Medal record

Men's archery

Representing Sweden

Olympic Games

= Magnus Petersson =

Swedish archer (born 1975)

Magnus Petersson (born 17 June 1975 in Gothenburg) is an archer from Sweden.

He is an experienced Olympian, having won a silver medal in 1996. Petersson advanced to the semifinals in archery at the 2000 Summer Olympics, but was defeated there by Vic Wunderle. In the consolation bronze medal match, he again lost, this time to Wietse van Alten. The Swedish team, of which he was a member, placed 6th.

Petersson competed at the 2004 Summer Olympics in men's individual archery. He won his first match, advancing to the round of 32. In the second round of elimination, he was defeated. His final rank was 23rd overall. Petersson was also a member of the 9th-place Swedish men's archery team.

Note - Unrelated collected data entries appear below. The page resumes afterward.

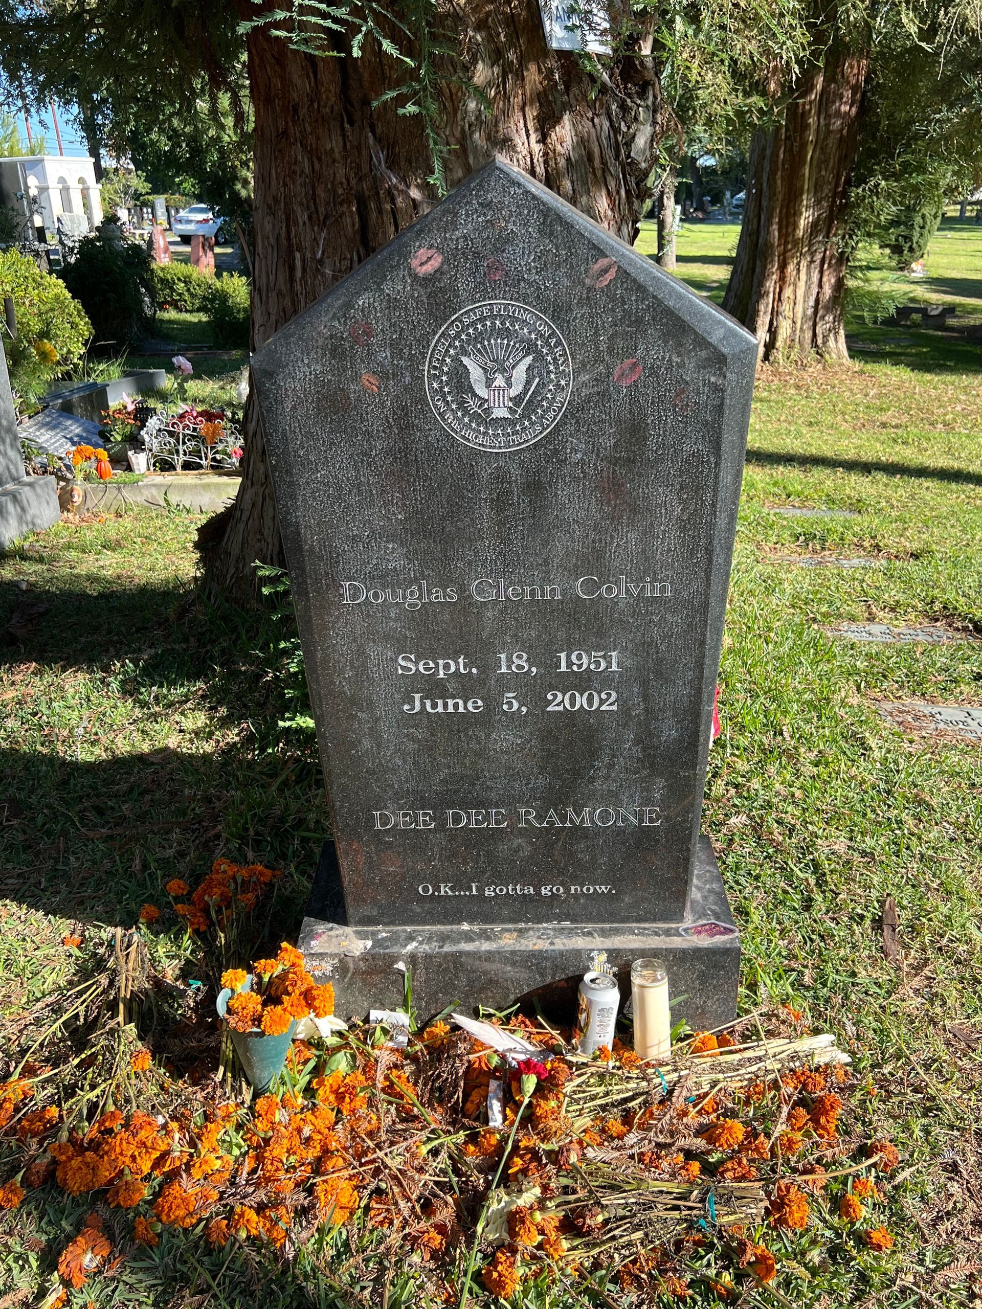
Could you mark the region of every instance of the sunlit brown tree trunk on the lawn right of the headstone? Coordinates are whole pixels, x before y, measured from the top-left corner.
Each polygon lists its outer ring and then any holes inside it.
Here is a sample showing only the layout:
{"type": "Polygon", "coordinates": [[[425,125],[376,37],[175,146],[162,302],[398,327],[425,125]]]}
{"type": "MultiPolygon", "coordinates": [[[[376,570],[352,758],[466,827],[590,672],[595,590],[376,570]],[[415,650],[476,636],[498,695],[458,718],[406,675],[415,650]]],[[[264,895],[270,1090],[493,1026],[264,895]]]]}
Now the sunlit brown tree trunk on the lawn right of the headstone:
{"type": "Polygon", "coordinates": [[[846,360],[843,211],[859,144],[867,60],[805,75],[782,127],[750,143],[744,224],[723,308],[761,360],[846,360]]]}

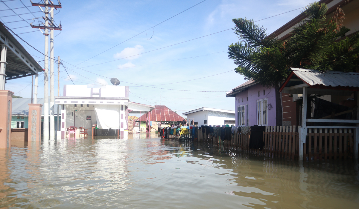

He won the World Indoor Championships in 1995 and 1999, and became the first male archer to win this tournament twice.

==2008 Summer Olympics==
At the 2008 Summer Olympics in Beijing Petersson finished his ranking round with a total of 646 points. This gave him the 49th seed for the final competition bracket in which he faced Crispin Duenas in the first round. Both archers scored 108 points and the match had to be decided by an extra round in which Petersson scored 19 points and Duenas 18. In the next round Maksim Kunda was too strong and advanced to the third round with 112-110.